Un air d’enterrement à la Une de la presse
La presse nationale est quasiment unanime pour dire que le refus de l'initiative «Oui à l'Europe» est une sévère défaite pour les europhiles. Et il ne faut pas se voiler la face, la question de l'adhésion à l'Union européenne est bel est bien enterrée pour des années.
Une caricature du Temps représente une tombe avec l’épitaphe suivante: «Né le 7 décembre – Mort le 4 mars». Ce dessin résume assez bien l’avis de la plupart des journaux.
La Liberté souligne qu’il s’agit d’une cuisante défaite. Le Matin parle de son côté d’une «gifle à l’Europe». Le quotidien populaire romand indique notamment que la Suisse répudie politiquement l’Europe «par un vote glacial et impudique».
Concernant la responsabilité de cet échec, les avis son partagés. En Suisse alémanique, on pense en général que le résultat de dimanche est somme toute logique, car l’initiative allait trop loin.
Ainsi, la Neue Zürcher Zeitung pense que les citoyens ont une nouvelle fois refusé «les fondamentalismes de tout genre». Le journal rappelle que le peuple avait déjà très clairement refusé en 1997 une initiative de la Lega demandant que le Conseil fédéral ne soit plus habilité à entamer des négociations en vue d’une adhésion.
Certains journaux en Suisse romande sont du même avis. Pour 24 Heures, le vote marque la prépotence du bon sens: «le peuple n’aime pas qu’on le bouscule non qu’on télécommande son gouvernement». La Tribune de Genève pense de son côté que le peuple en a «assez que la question européenne soit l’alpha et l’oméga du débat politique».
D’autres déplorent en revanche le rôle du Parlement ou du gouvernement, qui n’ont pas assez soutenu la cause européenne. Ainsi, pour la Liberté, le Conseil fédéral s’est «tiré une balle dans le pied». Car, désormais, il ne pourra plus faire changer l’opinion avant 20 ans.

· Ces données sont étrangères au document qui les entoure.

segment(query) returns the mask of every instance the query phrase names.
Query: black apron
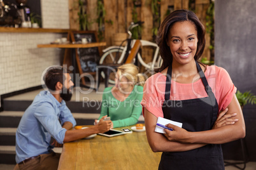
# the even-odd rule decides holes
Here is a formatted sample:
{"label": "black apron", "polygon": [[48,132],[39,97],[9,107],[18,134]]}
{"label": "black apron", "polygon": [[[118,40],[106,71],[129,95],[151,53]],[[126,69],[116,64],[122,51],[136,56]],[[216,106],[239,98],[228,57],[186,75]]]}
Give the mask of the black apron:
{"label": "black apron", "polygon": [[[188,131],[211,129],[218,114],[218,103],[204,74],[196,62],[197,70],[204,84],[207,97],[186,100],[171,100],[171,66],[167,70],[164,117],[183,123],[182,128]],[[185,152],[163,152],[159,169],[174,170],[224,170],[224,162],[220,145],[209,144]]]}

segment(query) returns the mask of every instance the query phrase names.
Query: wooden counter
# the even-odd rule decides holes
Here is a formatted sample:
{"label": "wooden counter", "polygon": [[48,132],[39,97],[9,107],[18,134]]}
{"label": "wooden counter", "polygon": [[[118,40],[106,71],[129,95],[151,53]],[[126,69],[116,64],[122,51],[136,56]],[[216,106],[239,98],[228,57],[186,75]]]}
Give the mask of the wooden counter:
{"label": "wooden counter", "polygon": [[160,156],[152,151],[146,132],[112,138],[97,134],[65,143],[58,169],[157,169]]}
{"label": "wooden counter", "polygon": [[33,29],[33,28],[13,28],[1,27],[1,32],[52,32],[52,33],[68,33],[69,29]]}
{"label": "wooden counter", "polygon": [[105,46],[106,42],[91,43],[87,44],[38,44],[38,48],[92,48]]}

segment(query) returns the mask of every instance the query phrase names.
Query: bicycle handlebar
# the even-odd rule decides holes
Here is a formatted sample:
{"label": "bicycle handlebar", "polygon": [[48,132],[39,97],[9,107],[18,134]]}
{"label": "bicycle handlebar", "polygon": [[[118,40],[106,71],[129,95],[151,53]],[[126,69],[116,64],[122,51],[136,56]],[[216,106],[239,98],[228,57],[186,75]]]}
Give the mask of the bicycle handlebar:
{"label": "bicycle handlebar", "polygon": [[129,37],[128,37],[129,39],[131,39],[131,37],[132,37],[132,32],[131,32],[131,30],[136,27],[141,25],[143,23],[144,23],[144,22],[141,22],[141,21],[138,21],[136,23],[134,23],[133,22],[132,22],[131,23],[131,25],[130,25],[130,26],[129,26],[128,30],[127,30],[127,32],[129,34]]}

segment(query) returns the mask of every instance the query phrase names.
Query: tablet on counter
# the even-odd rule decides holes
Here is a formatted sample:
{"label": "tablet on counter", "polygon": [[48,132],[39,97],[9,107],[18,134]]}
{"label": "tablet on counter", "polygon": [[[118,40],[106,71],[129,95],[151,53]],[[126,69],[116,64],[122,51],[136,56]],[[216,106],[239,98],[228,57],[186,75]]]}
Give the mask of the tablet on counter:
{"label": "tablet on counter", "polygon": [[113,136],[125,134],[126,134],[126,133],[122,132],[120,131],[118,131],[118,130],[115,130],[115,129],[110,129],[108,131],[106,131],[105,133],[99,133],[99,134],[105,136],[107,137],[113,137]]}

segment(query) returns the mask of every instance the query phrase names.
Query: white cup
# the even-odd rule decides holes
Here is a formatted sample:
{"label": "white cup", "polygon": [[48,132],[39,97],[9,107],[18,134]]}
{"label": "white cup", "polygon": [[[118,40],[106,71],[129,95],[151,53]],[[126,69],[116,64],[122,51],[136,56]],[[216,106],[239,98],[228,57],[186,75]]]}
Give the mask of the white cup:
{"label": "white cup", "polygon": [[62,38],[61,38],[61,42],[62,42],[62,43],[66,43],[67,41],[68,41],[68,39],[67,39],[66,37],[62,37]]}
{"label": "white cup", "polygon": [[87,39],[86,38],[82,38],[82,43],[83,43],[83,44],[87,43]]}

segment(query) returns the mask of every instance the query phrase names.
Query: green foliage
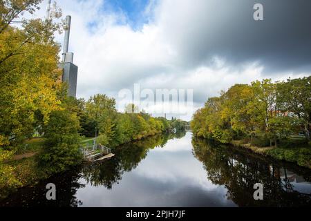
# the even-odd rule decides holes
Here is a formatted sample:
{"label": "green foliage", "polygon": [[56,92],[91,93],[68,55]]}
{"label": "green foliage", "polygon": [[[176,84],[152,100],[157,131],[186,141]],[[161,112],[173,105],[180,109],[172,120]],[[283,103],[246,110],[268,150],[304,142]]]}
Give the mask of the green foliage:
{"label": "green foliage", "polygon": [[274,148],[267,152],[279,160],[297,163],[298,165],[311,169],[311,150],[310,148]]}
{"label": "green foliage", "polygon": [[39,156],[40,166],[48,173],[62,172],[79,162],[79,121],[75,114],[68,110],[51,114],[44,128],[46,140]]}
{"label": "green foliage", "polygon": [[267,135],[264,135],[263,136],[257,136],[254,138],[251,141],[251,144],[255,146],[265,147],[270,145],[270,141]]}
{"label": "green foliage", "polygon": [[0,148],[0,189],[18,187],[21,185],[21,182],[14,174],[14,166],[6,163],[12,155],[11,151],[3,151]]}
{"label": "green foliage", "polygon": [[280,141],[280,147],[282,148],[295,148],[308,146],[308,140],[305,139],[283,139]]}
{"label": "green foliage", "polygon": [[223,143],[249,137],[253,145],[276,146],[302,130],[310,140],[310,88],[311,77],[236,84],[220,97],[209,98],[194,115],[191,127],[196,135]]}

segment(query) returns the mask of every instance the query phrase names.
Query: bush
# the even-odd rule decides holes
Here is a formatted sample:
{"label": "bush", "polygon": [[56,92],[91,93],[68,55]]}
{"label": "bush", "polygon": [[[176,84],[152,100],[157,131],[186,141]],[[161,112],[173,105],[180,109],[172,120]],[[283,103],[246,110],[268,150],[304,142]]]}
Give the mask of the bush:
{"label": "bush", "polygon": [[262,137],[255,137],[252,142],[251,144],[258,147],[269,146],[270,145],[270,141],[266,135]]}
{"label": "bush", "polygon": [[267,152],[267,154],[279,160],[285,160],[284,150],[281,148],[274,148]]}
{"label": "bush", "polygon": [[295,150],[285,150],[284,159],[286,161],[296,162],[299,158],[298,151]]}
{"label": "bush", "polygon": [[296,148],[305,146],[308,145],[308,140],[305,139],[286,139],[280,141],[279,146],[283,148]]}
{"label": "bush", "polygon": [[53,174],[69,169],[82,160],[79,150],[79,124],[77,116],[66,110],[53,112],[45,126],[46,139],[39,165]]}

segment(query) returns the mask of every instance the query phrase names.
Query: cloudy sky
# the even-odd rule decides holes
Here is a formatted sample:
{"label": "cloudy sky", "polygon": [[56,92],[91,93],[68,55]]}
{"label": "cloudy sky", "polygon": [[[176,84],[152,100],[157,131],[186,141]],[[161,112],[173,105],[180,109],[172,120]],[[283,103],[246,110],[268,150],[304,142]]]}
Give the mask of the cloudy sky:
{"label": "cloudy sky", "polygon": [[[35,16],[44,15],[42,10]],[[261,3],[264,20],[254,20]],[[194,110],[236,83],[311,73],[311,1],[63,0],[77,97],[193,89]],[[57,40],[62,43],[62,36]],[[191,115],[181,116],[189,119]]]}

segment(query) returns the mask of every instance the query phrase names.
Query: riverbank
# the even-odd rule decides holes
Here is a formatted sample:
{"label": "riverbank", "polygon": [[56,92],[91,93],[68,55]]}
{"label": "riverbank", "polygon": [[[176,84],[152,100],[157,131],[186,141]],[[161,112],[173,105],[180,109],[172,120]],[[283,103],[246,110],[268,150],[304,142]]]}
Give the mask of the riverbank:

Mais le Temps trouve ce débat sur les responsabilités un peu vain. «Autant de possibles procès, autant de fausses illusions», écrit-il. Il faut simplement constater qu’il n’y a pas en Suisse une majorité pour l’adhésion.
Et pour la grande majorité des journaux, cette situation va durer. Pour la Luzerner Zeitung, la question européenne se retrouve dans un «congélateur politique». Le Blick remarque de son côté que ce qui est historiquement juste peut prendre des années avant d’être réalisé, comme l’a montré le vote des femmes.
Du même avis, le Tages Anzeiger le dit sur un ton ironique: l’adhésion de la Suisse sera réalisée en 2027, côte à côte avec l’Ukraine.
Et le gouvernement serait bien inspiré de prendre en compte le coup de frein populaire. «Si le Conseil fédéral veut traiter ce vote comme un incident de parcours, la réalité va le rattraper dès ce matin», écrit le Temps. Pour la Neue Zürcher Zeitung, il ne doit pas considérer ce vote comme une approbation de sa politique.
Reste que le scrutin de dimanche a au moins un aspect positif. Comme l’écrit le Blick, le peuple suisse est unit. Il n’est pas question pour une fois de röstigraben. «Victoire… », titre même l’éditorialiste de la Liberté. Désormais les Romands sont contaminés par la peur de l’Europe.
Dans les autres pays européens, le vote de dimanche n’a pas vraiment retenu l’attention. La nouvelle est diffusée par de petits articles à l’intérieur des pages et écrit sur la base des agences de presse.